What are you thinking of when you say cradle?

There's the kind with rockers on the floor. There's the kind which stand up higher between legs. Maybe pictures of the type of cradle you're looking at would be helpful.

And, by the way, congrats. We're up to 9 grandchildren now and one of them is old enough to start the next generation. Hopefully that won't happen for a while.

Reactions: Thank You! 1


----------



## Eric Rorabaugh (Oct 26, 2018)

I'm looking for something like this. Sort of simple. I have to figure what wood I want to make it from too.


----------



## Rich P. (Oct 26, 2018)

Look at www.leeswoodprojects.com. The site has the plans for the cradle you have pictured. 

Rich

Reactions: Thank You! 1


----------



## Rich P. (Oct 26, 2018)

I think the picture actually came from his site. He has two plans. The picture shows the original plan and then he made modifications Both plans are available free on the site. 

Rich

Reactions: Thank You! 1


----------



## barry richardson (Oct 26, 2018)

Congrats Eric!

Reactions: Thank You! 1


----------



## Lou Currier (Oct 26, 2018)

@Eric Rorabaugh i didn’t think you were that

Reactions: Agree 1


----------



## Lou Currier (Oct 26, 2018)

Mike1950 said:


> congrats- i have 9 grandbrats- nothing like the circle of life......



In @Mike1950 ’s case he’s traveled the circle a few times.

Reactions: Funny 2


----------



## Eric Rorabaugh (Oct 26, 2018)

I'm not that old Lou!


----------



## Alex Lane (Oct 26, 2018)

How cool! What a nice surprise eh!

Reactions: Agree 1


----------



## Eric Rorabaugh (Oct 26, 2018)

Her and I were out today. Stopped by Woodcraft and were looking at wood. She said she wants the cradle made out of walnut.


----------



## Wildthings (Oct 26, 2018)

Eric Rorabaugh said:


> Her and I were out today. Stopped by Woodcraft and were looking at wood. She said she wants the cradle made out of walnut.

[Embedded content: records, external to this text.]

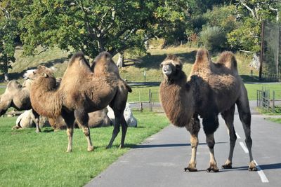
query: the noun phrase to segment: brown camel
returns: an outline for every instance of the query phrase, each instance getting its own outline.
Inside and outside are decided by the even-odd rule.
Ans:
[[[105,108],[102,110],[89,113],[89,127],[95,128],[100,127],[108,127],[112,125],[112,123],[110,118],[107,116],[107,108]],[[54,129],[55,131],[67,129],[67,126],[63,117],[60,116],[56,118],[48,118],[48,121],[50,123],[50,125]],[[79,127],[76,121],[74,122],[74,127]]]
[[[15,81],[8,82],[5,92],[1,96],[0,99],[0,116],[5,114],[8,109],[13,107],[18,111],[25,111],[32,109],[30,98],[30,90],[32,81],[27,77],[22,85]],[[39,116],[32,110],[33,120],[36,124],[36,132],[39,132]]]
[[[159,94],[162,106],[171,123],[178,127],[185,127],[191,134],[192,155],[185,171],[197,171],[196,151],[200,128],[199,115],[202,118],[206,141],[210,151],[209,167],[207,171],[218,172],[214,154],[214,132],[218,127],[218,115],[220,113],[230,135],[229,155],[222,167],[232,168],[237,139],[233,126],[235,104],[246,135],[250,158],[249,170],[256,171],[251,154],[249,100],[246,88],[238,75],[234,55],[223,52],[218,62],[213,63],[207,50],[199,50],[188,81],[181,61],[174,55],[169,55],[161,66],[164,77],[160,85]]]
[[[127,93],[128,89],[122,89],[124,84],[120,85],[122,79],[118,68],[110,53],[103,52],[98,55],[93,69],[93,73],[84,54],[77,53],[70,60],[57,88],[50,69],[39,66],[35,71],[30,92],[32,107],[40,115],[48,118],[55,118],[60,115],[63,117],[67,125],[67,152],[72,151],[74,120],[82,127],[88,141],[88,151],[93,151],[88,113],[100,110],[108,104],[113,109],[117,120],[107,148],[111,147],[119,133],[120,123],[122,129],[120,147],[124,147],[127,125],[123,112],[127,98],[122,95],[126,95],[124,92]]]

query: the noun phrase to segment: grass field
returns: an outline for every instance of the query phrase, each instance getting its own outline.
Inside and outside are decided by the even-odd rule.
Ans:
[[[0,186],[81,186],[104,170],[117,158],[159,131],[169,123],[162,114],[134,112],[138,127],[128,129],[125,148],[118,148],[119,134],[113,148],[105,149],[112,127],[91,129],[95,149],[87,152],[81,130],[74,133],[73,152],[65,153],[65,131],[44,128],[11,130],[15,118],[0,118]]]

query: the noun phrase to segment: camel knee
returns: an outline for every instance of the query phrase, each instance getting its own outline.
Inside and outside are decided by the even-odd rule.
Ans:
[[[251,148],[252,141],[251,137],[246,138],[245,143],[248,148]]]
[[[215,140],[214,134],[207,134],[206,138],[206,143],[209,148],[214,148],[215,146]]]
[[[90,130],[89,127],[83,127],[83,132],[85,136],[88,137],[90,135]]]
[[[191,148],[196,148],[198,146],[198,139],[196,137],[191,137],[190,144]]]

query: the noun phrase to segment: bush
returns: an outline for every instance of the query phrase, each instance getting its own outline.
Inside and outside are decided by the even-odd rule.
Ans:
[[[200,41],[209,50],[226,48],[226,34],[218,27],[207,26],[200,32]]]

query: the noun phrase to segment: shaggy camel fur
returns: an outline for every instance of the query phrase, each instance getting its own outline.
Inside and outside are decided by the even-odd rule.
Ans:
[[[246,135],[250,162],[249,170],[256,167],[251,154],[251,112],[246,88],[238,75],[237,62],[230,52],[223,52],[218,62],[211,61],[206,50],[199,50],[196,61],[187,81],[182,64],[169,55],[161,64],[164,80],[160,85],[162,106],[170,121],[176,126],[185,127],[190,132],[192,156],[186,170],[197,171],[196,151],[200,128],[198,115],[202,118],[206,141],[210,152],[207,172],[218,172],[214,154],[214,132],[218,127],[218,115],[221,113],[230,135],[228,158],[223,168],[232,168],[236,134],[233,126],[235,104]]]
[[[77,53],[70,60],[58,87],[55,87],[55,78],[48,68],[39,66],[35,71],[30,92],[32,107],[40,115],[48,118],[55,118],[60,115],[63,117],[67,125],[67,152],[72,151],[74,120],[82,127],[88,151],[93,150],[88,113],[100,110],[108,104],[116,114],[117,122],[107,148],[111,147],[119,133],[120,123],[122,127],[120,147],[124,147],[127,125],[123,112],[127,98],[119,98],[126,94],[121,89],[118,68],[110,54],[103,52],[95,58],[93,69],[93,73],[84,54]]]
[[[27,72],[30,74],[31,71]],[[27,78],[27,76],[24,76]],[[5,92],[0,97],[0,116],[5,114],[10,107],[13,107],[18,111],[32,109],[30,98],[31,83],[32,81],[27,78],[24,81],[22,85],[15,81],[11,81],[8,83]],[[36,124],[36,132],[39,132],[39,116],[34,110],[32,110],[32,113],[34,117],[32,120]]]
[[[89,113],[89,127],[95,128],[110,126],[112,123],[107,116],[107,108]],[[60,116],[57,118],[49,118],[49,122],[51,126],[54,129],[55,131],[67,129],[67,125]],[[79,125],[76,121],[74,122],[74,127],[79,127]]]

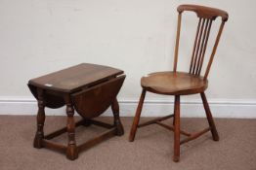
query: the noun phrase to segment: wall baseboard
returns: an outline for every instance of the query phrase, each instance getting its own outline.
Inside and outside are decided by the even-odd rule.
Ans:
[[[138,100],[119,100],[120,116],[134,117]],[[215,118],[256,119],[256,100],[209,99]],[[36,115],[37,103],[33,98],[0,97],[0,115]],[[160,117],[173,113],[173,101],[166,99],[146,100],[142,117]],[[46,109],[46,115],[64,116],[64,108]],[[110,109],[104,116],[111,116]],[[186,118],[204,118],[200,100],[181,101],[181,116]]]

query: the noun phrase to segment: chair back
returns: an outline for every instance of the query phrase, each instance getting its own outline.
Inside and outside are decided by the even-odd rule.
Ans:
[[[229,15],[227,12],[215,8],[203,7],[198,5],[180,5],[177,8],[179,13],[178,16],[178,25],[177,25],[177,35],[176,35],[176,45],[175,45],[175,53],[174,53],[174,67],[173,71],[177,70],[178,63],[178,52],[179,52],[179,41],[180,41],[180,32],[181,32],[181,21],[182,21],[182,14],[186,11],[194,12],[198,17],[198,24],[195,33],[195,39],[192,49],[192,54],[191,59],[190,66],[190,74],[200,76],[204,55],[207,48],[207,43],[210,35],[210,30],[212,26],[212,22],[216,17],[221,17],[222,22],[220,24],[220,28],[215,39],[215,43],[213,46],[213,50],[204,73],[204,80],[207,79],[209,74],[211,64],[220,41],[220,37],[225,25],[225,22],[229,18]]]

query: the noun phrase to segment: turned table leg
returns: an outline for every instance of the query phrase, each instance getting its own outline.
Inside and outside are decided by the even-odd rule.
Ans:
[[[37,89],[37,130],[34,137],[34,148],[40,149],[43,148],[42,140],[44,139],[44,121],[45,121],[45,102],[43,98],[43,90]]]
[[[121,136],[124,134],[124,130],[123,130],[123,125],[120,121],[119,105],[118,105],[118,101],[116,98],[114,99],[113,103],[111,104],[111,109],[113,112],[114,126],[116,127],[116,135]]]
[[[75,122],[74,122],[74,109],[71,103],[69,95],[65,97],[66,104],[66,131],[67,131],[67,149],[66,149],[66,157],[70,160],[74,160],[78,157],[78,151],[75,143]]]

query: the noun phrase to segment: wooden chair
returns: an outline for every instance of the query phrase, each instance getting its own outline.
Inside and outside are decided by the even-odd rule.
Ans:
[[[204,94],[204,90],[208,86],[207,76],[209,74],[211,64],[217,50],[217,46],[224,28],[225,22],[228,20],[228,13],[219,9],[197,6],[197,5],[181,5],[178,7],[178,26],[177,26],[177,37],[176,37],[176,47],[174,54],[174,67],[172,72],[156,72],[151,73],[141,80],[141,85],[143,87],[139,105],[134,118],[133,125],[130,132],[129,141],[134,141],[135,134],[138,127],[143,127],[152,123],[159,124],[169,130],[174,131],[174,161],[179,161],[180,159],[180,145],[193,140],[200,135],[211,131],[212,138],[214,141],[219,140],[219,135],[216,130],[214,120],[211,115],[211,111]],[[197,15],[198,25],[195,34],[195,40],[191,59],[190,71],[188,73],[177,71],[178,62],[178,51],[179,51],[179,41],[180,41],[180,31],[181,31],[181,20],[182,13],[185,11],[192,11]],[[200,76],[200,72],[203,65],[204,54],[207,48],[207,42],[209,39],[209,34],[212,26],[212,22],[216,17],[221,17],[222,22],[217,34],[215,44],[211,55],[209,57],[208,65],[206,67],[204,76]],[[139,124],[140,116],[144,104],[144,99],[146,92],[153,92],[157,94],[164,95],[174,95],[174,114],[166,116],[164,118],[158,118],[144,123]],[[204,130],[191,134],[180,129],[180,96],[189,94],[200,93],[203,106],[205,109],[206,117],[208,119],[209,127]],[[162,123],[161,121],[174,117],[173,126]],[[180,134],[188,136],[188,138],[180,141]]]

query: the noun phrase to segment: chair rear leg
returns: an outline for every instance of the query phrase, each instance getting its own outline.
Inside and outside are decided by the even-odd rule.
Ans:
[[[180,95],[175,96],[174,101],[174,155],[173,161],[180,160]]]
[[[207,102],[206,96],[204,92],[201,92],[200,94],[202,98],[203,107],[206,113],[206,117],[209,122],[209,126],[211,127],[212,138],[214,141],[219,141],[220,138],[219,138],[219,135],[218,135],[218,132],[217,132],[217,129],[216,129],[213,118],[212,118],[212,114],[211,114],[210,107]]]
[[[130,136],[129,136],[130,142],[133,142],[134,138],[135,138],[135,134],[136,134],[138,124],[139,124],[139,121],[140,121],[140,118],[141,118],[141,113],[142,113],[142,109],[143,109],[145,95],[146,95],[146,89],[143,89],[142,94],[141,94],[141,98],[140,98],[140,101],[139,101],[139,104],[138,104],[138,107],[137,107],[136,115],[134,117]]]

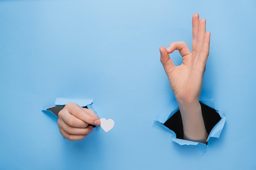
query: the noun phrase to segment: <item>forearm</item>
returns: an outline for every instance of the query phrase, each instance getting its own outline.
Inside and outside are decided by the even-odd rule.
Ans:
[[[199,101],[192,104],[178,102],[183,126],[184,139],[206,143],[208,135]]]

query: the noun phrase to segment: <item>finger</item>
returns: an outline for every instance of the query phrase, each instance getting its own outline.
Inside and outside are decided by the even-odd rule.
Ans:
[[[199,24],[199,15],[195,13],[192,17],[192,51],[195,50],[195,44],[197,41],[198,33],[198,24]]]
[[[167,48],[168,53],[172,53],[175,50],[179,50],[182,57],[190,54],[190,50],[184,42],[173,42],[171,43]]]
[[[205,19],[202,19],[199,21],[198,32],[198,33],[197,40],[195,45],[195,57],[199,56],[201,52],[202,46],[204,40],[204,37],[205,33],[206,20]]]
[[[88,114],[88,113],[77,104],[74,103],[69,103],[67,105],[68,105],[67,108],[69,112],[78,119],[92,125],[96,126],[100,125],[101,121],[98,118],[92,116],[90,114]]]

How Blah!! go ahead and make it out of Desert Ironwood or Cocobolo

Reactions: Creative 1


----------



## Eric Rorabaugh (Oct 26, 2018)

@Wildthings 
Barry,I've looked where I cut and just can't find either one growing here!

Reactions: Like 1


----------



## Lou Currier (Oct 26, 2018)

Ebony accents are a must! Don’t spare no expense

Reactions: Like 2


----------